Beijing transportation authorities said on Tuesday Didid's chauffeur services, which employ private cars to offer unlicensed taxi rides for consumers, violate regulations in China.
In a meeting with Didi Kuaidi, Beijing Traffic Management Bureau said that since 2015, it has investigated and fined 207 unauthorized cars that illegally rely on Didi Kuai's platform to make for-profit trips, and that 161 of them are private cars.
The announcement comes the day after Didi Kuaidi launched a car pooling service to expand its presence in China's transportation sector.
The transportation officials said they encourage new businesses models to address problems in taxi markets but online platforms need to observe existing regulations and laws.

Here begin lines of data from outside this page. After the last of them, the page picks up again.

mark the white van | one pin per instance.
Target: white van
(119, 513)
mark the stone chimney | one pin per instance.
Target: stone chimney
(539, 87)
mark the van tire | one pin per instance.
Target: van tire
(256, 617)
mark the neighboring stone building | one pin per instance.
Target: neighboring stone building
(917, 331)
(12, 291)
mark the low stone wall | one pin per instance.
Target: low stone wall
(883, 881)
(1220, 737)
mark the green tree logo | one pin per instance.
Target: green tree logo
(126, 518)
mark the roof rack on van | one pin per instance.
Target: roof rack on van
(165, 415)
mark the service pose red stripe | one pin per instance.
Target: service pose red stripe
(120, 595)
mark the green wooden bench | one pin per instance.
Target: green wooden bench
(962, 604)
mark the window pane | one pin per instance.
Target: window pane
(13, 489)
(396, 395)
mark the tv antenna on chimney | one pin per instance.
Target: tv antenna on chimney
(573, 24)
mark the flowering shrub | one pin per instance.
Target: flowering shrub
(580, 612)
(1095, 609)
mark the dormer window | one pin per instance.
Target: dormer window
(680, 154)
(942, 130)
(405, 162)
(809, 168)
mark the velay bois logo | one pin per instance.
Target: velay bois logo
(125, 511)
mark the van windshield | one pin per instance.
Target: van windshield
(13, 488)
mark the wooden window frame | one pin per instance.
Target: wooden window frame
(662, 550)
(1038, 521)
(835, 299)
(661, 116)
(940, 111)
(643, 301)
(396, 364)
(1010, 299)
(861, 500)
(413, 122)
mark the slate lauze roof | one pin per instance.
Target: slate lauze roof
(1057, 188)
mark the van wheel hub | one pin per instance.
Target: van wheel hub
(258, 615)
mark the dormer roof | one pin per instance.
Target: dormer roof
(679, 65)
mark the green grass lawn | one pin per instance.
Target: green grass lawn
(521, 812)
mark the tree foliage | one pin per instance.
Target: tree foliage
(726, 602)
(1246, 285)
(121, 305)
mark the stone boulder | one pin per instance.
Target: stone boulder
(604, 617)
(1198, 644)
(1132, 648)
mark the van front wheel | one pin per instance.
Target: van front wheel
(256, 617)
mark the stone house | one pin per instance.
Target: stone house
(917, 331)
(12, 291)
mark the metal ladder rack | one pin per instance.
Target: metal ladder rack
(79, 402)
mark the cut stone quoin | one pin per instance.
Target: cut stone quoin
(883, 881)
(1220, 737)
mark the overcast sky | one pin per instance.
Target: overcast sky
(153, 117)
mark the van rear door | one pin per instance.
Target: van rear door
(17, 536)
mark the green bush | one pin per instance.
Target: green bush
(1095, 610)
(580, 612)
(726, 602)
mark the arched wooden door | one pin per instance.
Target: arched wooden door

They will continue to crack down on illegal practices in the transportation sector.
Didi said it will cooperate with departments concerned to strictly follow laws and regulations. The company also promised to partner with local governments to establish a data platform to monitor cars and drivers on its platform.
Didi Kuaidi, created in a merger between rivals Didi and Kuaidi in February, has 160 million consumers and provides nearly six million trips a day. Over 400,000 drivers offer chauffeur services on its platform.
On Monday, Shanghai traffic and transport authorities launched an online car-hailing service platform with Didi Kuaidi. It is believed to be the first step for the mobile platform to win legal recognition from Chinese authorities.